Nach Jesus' Tod soll er seine Heimat Palästina verlassen haben, um im fernen Hispanien (auf der Iberischen Halbinsel) die dortigen "Ungläubigen" vom christlichen Glauben
zu überzeugen. Er soll aber mit seiner Missionarstätigkeit nicht sonderlich erfolgreich gewesen
sein, was ihn zum Abbruch seiner Mission
veranlasst haben soll. Nach seiner Rückkehr soll er in der Zeit, als Herodes Agrippa I. über ganz Judäa
herrschte, also irgendwann in der Zeit von 41 bis 44 n. Chr.,
mit dem Schwert enthauptet worden sein. Dieser gewaltsame Tod von
Jakobus wird sowohl im Markus- als auch im Matthäus-Evangelium
thematisiert. Seine Jünger sollen den Leichnam in ein führerloses Boot
gelegt haben, das im Nordwesten Spaniens
angelandet sein soll. Er soll ins Landesinnere gebracht und
beigesetzt worden sein.
Die Geschichtsforschung
hat bisher keinen auch nur annähernd verlässlichen Beleg dafür
gefunden, dass sich Jakobus tatsächlich irgendwann einmal im
heutigen Spanien aufgehalten hat. Erstmals um das Jahr 600
(im Breviarium apostolorum) wurde knapp erwähnt, Jakobus habe in westlichen Ländern, u.a. in Spanien, gepredigt.

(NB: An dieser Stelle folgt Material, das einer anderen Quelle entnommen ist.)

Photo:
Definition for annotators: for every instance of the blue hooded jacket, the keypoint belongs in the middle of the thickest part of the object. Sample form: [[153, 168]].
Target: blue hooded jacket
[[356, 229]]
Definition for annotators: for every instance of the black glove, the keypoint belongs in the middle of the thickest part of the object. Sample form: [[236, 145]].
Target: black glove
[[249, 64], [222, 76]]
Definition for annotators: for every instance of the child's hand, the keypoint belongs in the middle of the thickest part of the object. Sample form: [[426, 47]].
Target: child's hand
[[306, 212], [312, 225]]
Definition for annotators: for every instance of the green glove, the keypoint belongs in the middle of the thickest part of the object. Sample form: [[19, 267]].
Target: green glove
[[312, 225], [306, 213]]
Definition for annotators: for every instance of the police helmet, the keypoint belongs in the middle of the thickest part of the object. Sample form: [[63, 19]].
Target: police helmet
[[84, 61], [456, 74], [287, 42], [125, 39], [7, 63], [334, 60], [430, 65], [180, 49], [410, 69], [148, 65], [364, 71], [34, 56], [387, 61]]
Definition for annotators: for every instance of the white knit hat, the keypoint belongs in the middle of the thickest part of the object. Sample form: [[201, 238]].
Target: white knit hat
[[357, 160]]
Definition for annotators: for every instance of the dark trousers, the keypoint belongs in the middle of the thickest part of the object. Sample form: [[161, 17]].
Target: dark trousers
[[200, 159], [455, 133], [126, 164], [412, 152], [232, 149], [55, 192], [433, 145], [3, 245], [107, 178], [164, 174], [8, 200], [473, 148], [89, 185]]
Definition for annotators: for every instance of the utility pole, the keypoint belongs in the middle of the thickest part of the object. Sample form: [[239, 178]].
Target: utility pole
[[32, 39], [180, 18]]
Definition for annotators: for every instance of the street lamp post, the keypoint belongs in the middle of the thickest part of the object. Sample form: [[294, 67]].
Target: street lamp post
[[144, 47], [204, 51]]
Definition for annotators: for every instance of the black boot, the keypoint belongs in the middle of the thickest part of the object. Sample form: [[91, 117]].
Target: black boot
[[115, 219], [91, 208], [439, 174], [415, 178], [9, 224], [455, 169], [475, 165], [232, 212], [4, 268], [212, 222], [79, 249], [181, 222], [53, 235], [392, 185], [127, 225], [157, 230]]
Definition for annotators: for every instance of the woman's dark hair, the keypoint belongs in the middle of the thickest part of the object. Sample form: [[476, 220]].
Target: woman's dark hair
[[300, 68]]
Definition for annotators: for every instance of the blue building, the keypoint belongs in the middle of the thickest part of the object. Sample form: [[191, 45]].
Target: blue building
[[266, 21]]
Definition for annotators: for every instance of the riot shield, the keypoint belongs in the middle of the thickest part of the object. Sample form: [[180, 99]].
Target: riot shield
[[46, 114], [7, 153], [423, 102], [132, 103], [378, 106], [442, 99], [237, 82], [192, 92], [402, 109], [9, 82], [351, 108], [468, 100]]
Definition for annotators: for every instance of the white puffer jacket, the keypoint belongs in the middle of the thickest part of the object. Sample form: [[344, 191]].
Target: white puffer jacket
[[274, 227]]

Andere Autoren übernahmen diese Geschichte.
Die Behauptung, sein
Leichnam sei nach Spanien gelangt und dort beigesetzt worden, tauchte
gar erst zum Beginn des 9. Jahrhunderts in einer Schrift auf, in der
davon die Rede ist, dass man - um 820 - das jahrhundertelang in
Vergessenheit geratene Jakobus-Grab gefunden habe. Über dem Grab
soll zunächst eine Kapelle errichtet worden sein, später eine Kirche
und sodann die Kathedrale, um die der nach Jakobus benannte
Ort Santiago ("Sankt Jago") de Compostela entstanden sein soll.
Jetzt wurde Jakobus
zunehmend als Nationalheiliger verehrt, wobei er unterstützend in
verschiedene kriegerische Auseinandersetzungen eingegriffen haben
soll. Es war die Zeit der Besetzung Spaniens durch die aus
Nordafrika stammenden Mauren, die dort seit 711 mehr und mehr die
Herrschaft übernommen hatten und für eine nachhaltige Dominanz der
Araber in großen Teilen des Landes sorgten, die erst im 15.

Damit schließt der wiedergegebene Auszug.